От этих слов Мейсон вздрогнул и обернулся к Мэри. Та, не выдержав его вопросительного взгляда, опустила голову и посмотрела в глубину чашки, где плескалась холодная золотистая жидкость.
Она принялась поворачивать чашку в руках и чаинки медленно начали кружиться, словно черный снег. Но потом она прекратила движения и чаинки замерли как маленькие мошки в куске янтаря.
– Мэри, ведь он тебя изнасиловал. Ты всегда доверяла ему, – как-то отчужденно, с болью в голосе произнес Мейсон.
– Теперь, Мейсон, ты это уже знаешь.
– Конечно, теперь я знаю, но очень жалею о том, что не узнал это раньше, о том, что не узнал это от тебя, Мэри. Если бы ты мне рассказала, то этого мерзавца давным-давно бы судили, неужели ты не понимаешь? – Мейсон напрягся и приблизился к Мэри, – неужели тебе все еще не ясно, то, что он сделал с тобой – подсудное дело?
Мейсон хотел заглянуть в глаза Мэри, чтобы увидеть там одобрение своим словам, но Мэри стояла потупив взор, все так же меланхолично вращая чашку с остывшим чаем в дрожащих пальцах.
– Изнасилование – это преступление, даже если оно совершено человеком, который зовется мужем, – твердым голосом говорил Мейсон.
Казалось, он сейчас стоит не в гостиной дома, а в зале суда и перед ним не его возлюбленная, которая ему дороже всего на свете, а присяжные заседатели, и он пытается втолковать-им что произошло.
От холода, звучавшего в голосе Мейсона и от той убежденности, с которой он произносил слова, Мэри стало не по себе, она даже испугалась.
– Изнасиловать человека, согласись, – это страшное преступление.
– Нет! Нет! Мейсон, не убеждай меня, не убеждай обратиться в суд.

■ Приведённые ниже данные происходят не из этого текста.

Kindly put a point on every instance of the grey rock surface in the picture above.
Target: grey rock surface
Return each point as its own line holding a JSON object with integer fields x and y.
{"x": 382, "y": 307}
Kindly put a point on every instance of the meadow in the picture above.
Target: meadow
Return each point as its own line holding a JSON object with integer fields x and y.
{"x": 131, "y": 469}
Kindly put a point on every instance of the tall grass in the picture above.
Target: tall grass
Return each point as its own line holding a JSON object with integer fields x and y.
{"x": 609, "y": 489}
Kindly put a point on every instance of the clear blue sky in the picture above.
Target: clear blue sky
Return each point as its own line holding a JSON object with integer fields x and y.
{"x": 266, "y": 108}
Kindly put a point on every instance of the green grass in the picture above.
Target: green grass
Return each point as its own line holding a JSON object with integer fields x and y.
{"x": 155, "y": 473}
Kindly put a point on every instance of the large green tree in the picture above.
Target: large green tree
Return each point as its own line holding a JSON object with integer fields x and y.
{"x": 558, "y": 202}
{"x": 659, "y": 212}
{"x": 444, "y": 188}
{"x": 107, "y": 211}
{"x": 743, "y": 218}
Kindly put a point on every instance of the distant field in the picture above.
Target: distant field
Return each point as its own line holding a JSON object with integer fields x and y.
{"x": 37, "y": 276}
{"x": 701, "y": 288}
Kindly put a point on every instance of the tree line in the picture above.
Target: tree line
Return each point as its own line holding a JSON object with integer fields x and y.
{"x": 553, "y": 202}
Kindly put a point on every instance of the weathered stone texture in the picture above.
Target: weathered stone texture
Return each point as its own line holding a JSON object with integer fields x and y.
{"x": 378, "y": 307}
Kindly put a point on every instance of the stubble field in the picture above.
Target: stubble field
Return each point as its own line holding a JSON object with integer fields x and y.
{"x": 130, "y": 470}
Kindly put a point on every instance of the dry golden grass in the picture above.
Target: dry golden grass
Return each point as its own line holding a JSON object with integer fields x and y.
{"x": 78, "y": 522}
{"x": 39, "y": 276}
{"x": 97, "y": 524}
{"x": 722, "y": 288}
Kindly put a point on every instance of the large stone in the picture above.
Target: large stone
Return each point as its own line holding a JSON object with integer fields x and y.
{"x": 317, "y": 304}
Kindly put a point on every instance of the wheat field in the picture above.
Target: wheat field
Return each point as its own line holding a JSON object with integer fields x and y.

Я никогда на это не соглашусь, даже если ты будешь во сто крат более убедителен и красноречив.
– Мэри, я не хочу, чтобы ты предлагала мне подставить правую щеку, после того как меня ударили по левой. Я никогда на это не пойду, никогда!
– Но послушай, Мейсон, – Мэри оторвала свой взгляд от медленно падающих чаинок, – я не хочу, чтобы это произошло, я не хочу судебного разбирательства, я не хочу огласки.
Мейсон видел глаза Мэри, видел как они постепенно становятся все более влажными, как Мэри пытается сдержать себя, но это ей не удается.
– Пойми меня, Мейсон, мне не пережить подобной мерзости еще один раз, не пережить…
Слеза сорвалась и медленно покатилась по ее щеке. Мейсон хотел рвануться и вытереть слезу, но Мэри в этот момент отошла от него и опустила голову. Она стеснялась своих слез, ей очень не хотелось, чтобы Мейсон видел ее слабой и беззащитной.